Pesan tersebut disampaikan Menag saat menghadiri Temu Tokoh Agama se-Kalimantan Raya di Banjarmasin, Kalimantan Selatan, Minggu (9/8/2026). Acara ini dihadiri Gubernur Kalsel Muhidin, Kakanwil Kemenag Kalsel Muhammad Tambrin, serta para pimpinan organisasi keagamaan lintas iman.
Dalam kesempatan tersebut, Menag menyampaikan apresiasi tinggi atas kekompakan serta toleransi yang ditunjukkan oleh masyarakat dan pemerintah daerah Kalimantan Selatan.
“Saya keliling Indonesia, tidak pernah saya melihat kekompakan seperti di Kalimantan Selatan ini. Luar biasa,” ujar Menag Nasaruddin Umar di Banjarmasin.
Penerapan Konsep Ekoteologi
Nasaruddin Umar menjelaskan bahwa ancaman perubahan iklim dan bencana ekologis dipicu oleh cara pandang manusia yang mengeksploitasi alam. Karena itu, Kementerian Agama terus mendorong program ekoteologi agar ajaran agama menjadi landasan moral dalam menjaga lingkungan.
Ia meminta para tokoh agama dapat menjadi contoh nyata bagi masyarakat dalam menumbuhkan kesadaran ekologis demi mencegah kerusakan bumi yang lebih parah.
“Apapun agama kita di sini, saya mohon betul, mari kita mencintai lingkungan kita. Sebab kita tidak tahu, kalau alam ini hanya diperlakukan sebagai objek, kiamat akan datang lebih awal,” tegas Menag.
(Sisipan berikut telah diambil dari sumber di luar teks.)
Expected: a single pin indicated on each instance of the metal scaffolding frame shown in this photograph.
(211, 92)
Selain hubungan dengan alam, Menag mengingatkan bahwa keberagaman merupakan takdir Tuhan yang harus disikapi dengan rasa saling menghormati. Pendidikan dan dakwah keagamaan harus difokuskan untuk menyebarkan kasih sayang, bukan permusuhan.
“Jangan sampai kita mengajarkan agama, tetapi mengajarkan kebencian terhadap agama lain. Itu namanya mengajarkan kebalikan agama,” tambahnya.
Toleransi Beragama di Kalsel
Kakanwil Kemenag Kalsel, Muhammad Tambrin, melaporkan bahwa kehidupan umat beragama di Kalimantan Selatan berjalan sangat harmonis dan kondusif. Kerukunan tersebut terjaga berkat kolaborasi antara pemerintah, pimpinan daerah, serta para tokoh agama.
Saat ini Kalimantan Selatan memiliki 3.530 rumah ibadah yang terdiri dari masjid, gereja, pura, vihara, dan klenteng. Keberagaman fasilitas ibadah ini menjadi bukti nyata tingginya rasa toleransi masyarakat setempat.
“Provinsi Kalimantan Selatan adalah banua yang religius yang menjunjung tinggi toleransi dan kearifan lokal. Alhamdulillah, kehidupan umat beragama di daerah ini berjalan harmonis, aman, dan kondusif,” tutur Tambrin.
Melalui pertemuan ini, seluruh elemen keagamaan di Kalimantan diharapkan makin solid menjaga keseimbangan hidup. Sinergi antara keharmonisan kepada Tuhan, sesama manusia, dan alam semesta menjadi kunci terwujudnya kedamaian yang berkelanjutan.